Nessuna buona notizia per Totò e Giovanni Riina, che dovranno rimanere in carcere con il 41 bis

Il figlio del boss dei ''corleonesi'', Giovanni Riina, che ha continuato a comandare anche dietro le sbarre, come hanno dimostrato le intercettazioni ambientali dei colloqui con i parenti e come hanno indicato pentiti attendibili, dovrà rimanere nel regime di isolamento del 41 bis mentre sconta la condanna all'ergastolo per omicidio aggravato e altri reati.
Lo sottolinea la Cassazione nella sentenza 35715, depositata ieri, che spiega le motivazioni per le quali i supremi giudici - nella camera di consiglio svoltasi il dieci ottobre - hanno deciso di dichiarare inammissibile il ricorso di Giovanni jr contro il decreto del dicembre 2005 che gli aveva prorogato il 'carcere duro'.

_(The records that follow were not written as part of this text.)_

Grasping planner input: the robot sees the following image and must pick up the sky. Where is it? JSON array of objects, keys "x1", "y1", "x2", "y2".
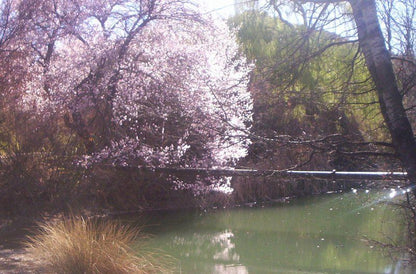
[{"x1": 195, "y1": 0, "x2": 234, "y2": 18}]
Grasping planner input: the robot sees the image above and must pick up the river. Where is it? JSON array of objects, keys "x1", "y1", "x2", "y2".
[{"x1": 129, "y1": 189, "x2": 413, "y2": 273}]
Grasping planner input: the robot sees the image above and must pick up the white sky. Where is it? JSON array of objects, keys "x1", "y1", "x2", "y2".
[{"x1": 194, "y1": 0, "x2": 234, "y2": 18}]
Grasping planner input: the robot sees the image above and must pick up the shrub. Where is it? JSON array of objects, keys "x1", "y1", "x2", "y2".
[{"x1": 27, "y1": 217, "x2": 164, "y2": 274}]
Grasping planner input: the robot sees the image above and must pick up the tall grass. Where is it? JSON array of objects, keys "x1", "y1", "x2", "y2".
[{"x1": 27, "y1": 217, "x2": 166, "y2": 274}]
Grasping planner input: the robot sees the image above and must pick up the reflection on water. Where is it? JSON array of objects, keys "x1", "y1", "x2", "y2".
[{"x1": 132, "y1": 190, "x2": 412, "y2": 273}]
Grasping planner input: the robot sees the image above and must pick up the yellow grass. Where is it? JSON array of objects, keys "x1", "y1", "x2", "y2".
[{"x1": 27, "y1": 217, "x2": 166, "y2": 274}]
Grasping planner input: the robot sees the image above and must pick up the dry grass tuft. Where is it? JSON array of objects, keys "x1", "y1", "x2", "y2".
[{"x1": 27, "y1": 217, "x2": 166, "y2": 274}]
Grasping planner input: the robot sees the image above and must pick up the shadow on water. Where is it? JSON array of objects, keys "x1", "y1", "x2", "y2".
[{"x1": 130, "y1": 190, "x2": 413, "y2": 273}]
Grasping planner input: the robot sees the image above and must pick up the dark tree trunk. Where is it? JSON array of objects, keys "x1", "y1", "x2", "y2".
[{"x1": 349, "y1": 0, "x2": 416, "y2": 184}]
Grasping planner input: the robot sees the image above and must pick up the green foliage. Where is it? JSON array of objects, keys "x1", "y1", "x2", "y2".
[{"x1": 229, "y1": 10, "x2": 388, "y2": 173}]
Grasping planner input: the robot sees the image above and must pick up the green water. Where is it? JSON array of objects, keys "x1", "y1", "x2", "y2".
[
  {"x1": 133, "y1": 190, "x2": 413, "y2": 273},
  {"x1": 132, "y1": 190, "x2": 412, "y2": 273}
]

In particolare la Suprema Corte ha mostrato di condividere quanto già affermato dal Tribunale di sorveglianza di Perugia (lo scorso marzo) sulla pericolosità del detenuto Riina jr che, anche durante la detenzione fra il 2000 e il 2002, ha ''saputo mantenere una posizione di comando nell'ambito della consorteria criminale di Corleone''. Giovanni Riina avrebbe dato prova di una ''non comune capacità di direzione di affari illeciti e di attività delittuose'' e di ''una determinazione di assoluto spicco ed una ferma volontà di svolgere un compito di direzione anche in ordine alla destinazione pro quota dei profitti di attività illecita, disponendo all'uopo di una ampia rete di persone e riuscendo anche dal carcere a svolgere il proprio ruolo decisionale''.

Per quanto riguarda suo padre, che nei giorni scorsi era ritornato a chiedere l'annullamento del 41 bis, che vieta incontri con i familiari, ore d'aria e altri benefici concessi ai detenuti, il Tribunale di Sorveglianza di Milano, dopo aver esaminato l'istanza presentata dagli avvocati Luca Cianferoni e Riccardo Donzelli, ha respinto la richiesta confermando il per l'ex boss il regime di carcere duro.

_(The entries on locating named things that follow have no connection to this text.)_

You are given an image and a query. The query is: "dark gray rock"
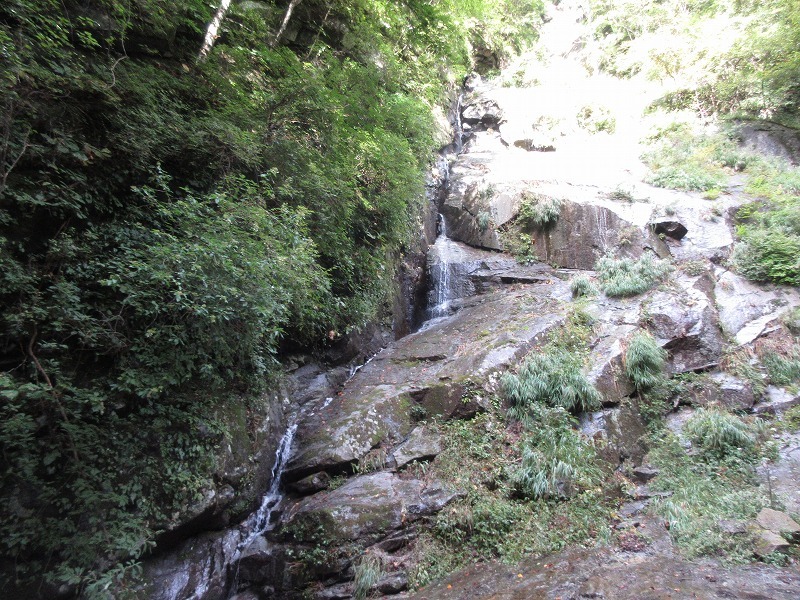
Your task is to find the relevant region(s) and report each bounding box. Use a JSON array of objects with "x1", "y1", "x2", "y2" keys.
[
  {"x1": 393, "y1": 426, "x2": 442, "y2": 469},
  {"x1": 650, "y1": 217, "x2": 689, "y2": 240},
  {"x1": 287, "y1": 471, "x2": 331, "y2": 496},
  {"x1": 753, "y1": 529, "x2": 790, "y2": 557},
  {"x1": 281, "y1": 471, "x2": 457, "y2": 546},
  {"x1": 285, "y1": 275, "x2": 569, "y2": 481},
  {"x1": 644, "y1": 288, "x2": 724, "y2": 373},
  {"x1": 633, "y1": 465, "x2": 659, "y2": 483}
]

Il collegio giudicante, presieduto da Mariagrazia Moi, ha accolto il parere del sostituto procuratore generale Gustavo Cioppa ed ha prorogato le restrizioni di un altro anno. ''Viste le motivazioni del provvedimento - ha dichiarato l'avvocato Cianferoni - riproporremo la richiesta perché c'è la necessità di approfondire le spiegazioni soprattutto in ordine alle condizioni di salute del nostro assistito''.